Con el tiempo, estas tecnologías se generalizaron. La climatización residencial se volvió accesible, la domótica irrumpió en los hogares y el control del confort desde el móvil se convirtió en rutina. Hoy, el lujo ya no se mide por la presencia de tecnología, sino por su capacidad para adaptarse al huésped de forma intuitiva y personalizada.
Huéspedes exigentes, hoteles inteligentes
El viajero actual llega al hotel con expectativas moldeadas en su propio hogar. Espera ajustar la temperatura desde su teléfono, controlar la iluminación y disfrutar de confort inmediato sin complicaciones. Este nuevo perfil obliga a los hoteles a replantear la gestión tecnológica y la experiencia del huésped.
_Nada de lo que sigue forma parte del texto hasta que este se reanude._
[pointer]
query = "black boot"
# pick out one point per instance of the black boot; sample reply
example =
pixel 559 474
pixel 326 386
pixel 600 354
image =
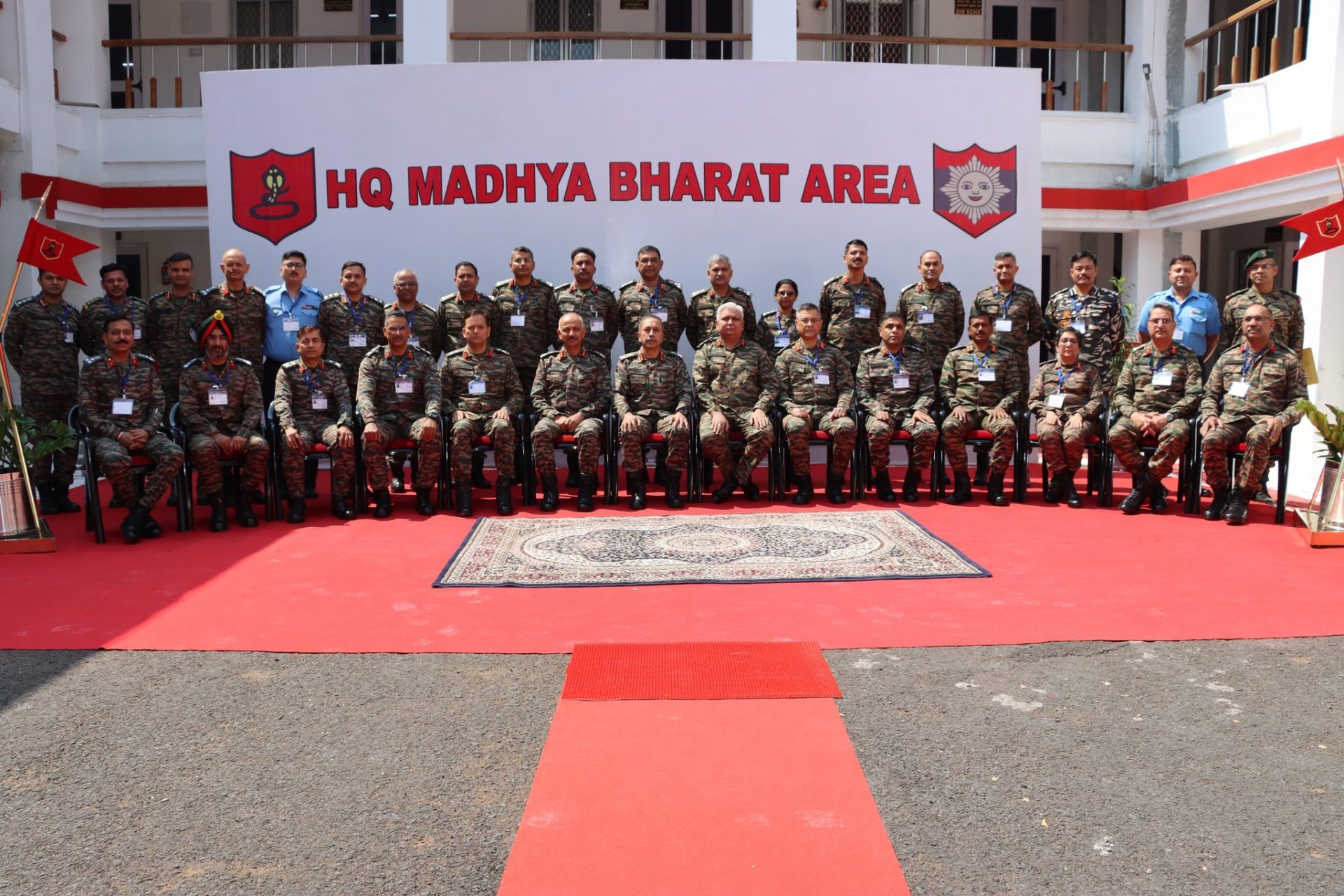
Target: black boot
pixel 550 493
pixel 382 504
pixel 961 493
pixel 635 484
pixel 1215 510
pixel 804 488
pixel 835 488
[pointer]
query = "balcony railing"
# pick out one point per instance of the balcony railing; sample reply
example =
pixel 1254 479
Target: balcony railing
pixel 1249 45
pixel 153 61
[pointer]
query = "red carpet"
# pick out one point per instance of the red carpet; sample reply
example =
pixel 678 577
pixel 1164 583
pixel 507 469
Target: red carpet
pixel 1058 575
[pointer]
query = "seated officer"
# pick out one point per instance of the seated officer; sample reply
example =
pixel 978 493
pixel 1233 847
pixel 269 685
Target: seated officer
pixel 980 386
pixel 897 390
pixel 482 390
pixel 571 393
pixel 122 405
pixel 1066 398
pixel 219 399
pixel 398 398
pixel 1252 396
pixel 816 388
pixel 314 407
pixel 736 386
pixel 1158 390
pixel 654 391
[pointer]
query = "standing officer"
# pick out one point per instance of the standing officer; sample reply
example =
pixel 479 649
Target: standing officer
pixel 1065 398
pixel 122 405
pixel 853 304
pixel 1158 390
pixel 737 386
pixel 482 390
pixel 651 295
pixel 398 398
pixel 314 407
pixel 222 413
pixel 980 384
pixel 244 305
pixel 654 393
pixel 701 320
pixel 1252 397
pixel 1093 312
pixel 571 394
pixel 41 344
pixel 897 390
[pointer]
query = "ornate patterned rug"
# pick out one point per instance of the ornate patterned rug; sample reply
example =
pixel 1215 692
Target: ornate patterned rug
pixel 713 548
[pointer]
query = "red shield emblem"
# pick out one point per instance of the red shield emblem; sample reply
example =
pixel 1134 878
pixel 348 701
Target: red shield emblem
pixel 974 188
pixel 274 194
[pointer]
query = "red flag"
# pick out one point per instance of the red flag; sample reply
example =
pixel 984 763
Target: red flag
pixel 1324 229
pixel 49 248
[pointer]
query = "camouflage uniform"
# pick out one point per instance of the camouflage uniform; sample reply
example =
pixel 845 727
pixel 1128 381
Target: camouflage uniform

La climatización ya no es uniforme. Se apuesta por sistemas descentralizados, inteligentes y gestionables habitación por habitación, capaces de adaptarse a distintos perfiles térmicos, horarios de ocupación variables y niveles de confort diferentes. La personalización es ahora un indicador clave de competitividad, mientras que la eficiencia energética y la sostenibilidad siguen siendo prioridades.
Climatización como eje de la experiencia hotelera
La temperatura es un factor crítico en la percepción de la estancia. Influye directamente en el descanso, el bienestar y la valoración final del huésped. Sistemas rígidos o lentos generan incomodidad; sistemas precisos, silenciosos y discretos elevan la experiencia de manera casi imperceptible.
Para los hoteles, esto representa un desafío técnico: equipos capaces de responder a picos de ocupación, perfiles térmicos distintos en habitaciones contiguas y criterios de eficiencia y sostenibilidad cada vez más exigentes. La integración en ecosistemas digitales es esencial, permitiendo ajustar consumos, reducir emisiones y garantizar un confort constante.
Tecnología conectada y valor operativo
GREE, presente en más de 190 países, ofrece soluciones específicamente diseñadas para el sector hospitality. Sus sistemas combinan eficiencia energética, diseño integrado y conectividad avanzada, permitiendo una gestión inteligente de la climatización que beneficia tanto al huésped como a la operativa hotelera.
La conexión con sistemas BMS permite supervisar cada habitación en tiempo real, anticipar desviaciones térmicas y aplicar estrategias de ahorro basadas en datos. El mantenimiento predictivo y la monitorización del consumo energético convierten la climatización en un activo estratégico, facilitando decisiones de inversión, optimización de cargas y planificación operativa.
2026: la climatización profesional se renueva
De cara a 2026, GREE Products refuerza su apuesta por el canal profesional. Su nuevo catálogo incluirá soluciones orientadas a eficiencia, conectividad y fiabilidad, tanto para proyectos residenciales como terciarios. Además, la compañía intensifica la prescripción, el soporte técnico y la formación especializada, consolidando su posición como socio estratégico de hoteles que buscan transformar la experiencia del huésped a través del confort y la tecnología.